🤖 AI Summary
This study investigates how label noise and dataset size reduction in deep learning–based automated annotation of camera-trap images affect ecological inference. Using datasets from African savannas and Asian subtropical dry forests, we trained ResNet and EfficientNet models under controlled Monte Carlo–style label noise (≤10%) and subsampling (≤50%), then evaluated robustness in estimating species richness, occupancy, and activity rhythms. We find that community-level metrics remain highly robust—errors remain below 5%—whereas occupancy estimates for rare species degrade by a factor of 3.2, and diel activity peak timing shifts by up to 2.8 hours. Critically, model architecture does not influence the magnitude or direction of ecological bias, indicating that annotation quality—not model choice—drives inference accuracy. This is the first quantitative demonstration that high-fidelity, balanced labeling is essential for reliable quantitative conservation ecology.
📝 Abstract
Large image collections generated from camera traps offer valuable insights into species richness, occupancy, and activity patterns, significantly aiding biodiversity monitoring.

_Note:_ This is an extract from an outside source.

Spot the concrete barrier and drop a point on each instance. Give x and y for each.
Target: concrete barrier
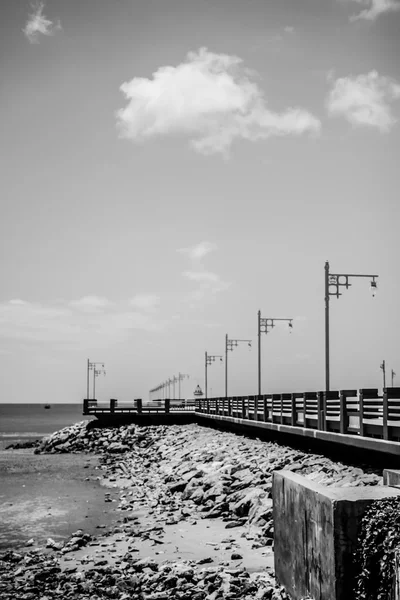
(315, 532)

However, the manual processing of these datasets is time-consuming, hindering analytical processes. To address this, deep neural networks have been adopted to automate image labelling, but the impact of classification error on ecological metrics remains unclear. Here, we analyse data from camera trap collections in an African savannah (82,300 images, 47 species) and an Asian sub-tropical dry forest (40,308 images, 29 species) to compare ecological metrics derived from expert-generated species identifications with those generated by deep learning classification models. We specifically assess the impact of deep learning model architecture, the proportion of label noise in the training data, and the size of the training dataset on three ecological metrics: species richness, occupancy, and activity patterns. Overall, ecological metrics derived from deep neural networks closely match those calculated from expert labels and remain robust to manipulations in the training pipeline. We found that the choice of deep learning model architecture does not impact ecological metrics, and ecological metrics related to the overall community (species richness, community occupancy) were resilient to up to 10% noise in the training dataset and a 50% reduction in the training dataset size. However, we caution that less common species are disproportionately affected by a reduction in deep neural network accuracy, and this has consequences for species-specific metrics (occupancy, diel activity patterns). To ensure the reliability of their findings, practitioners should prioritize creating large, clean training sets with balanced representation across species over exploring numerous deep learning model architectures.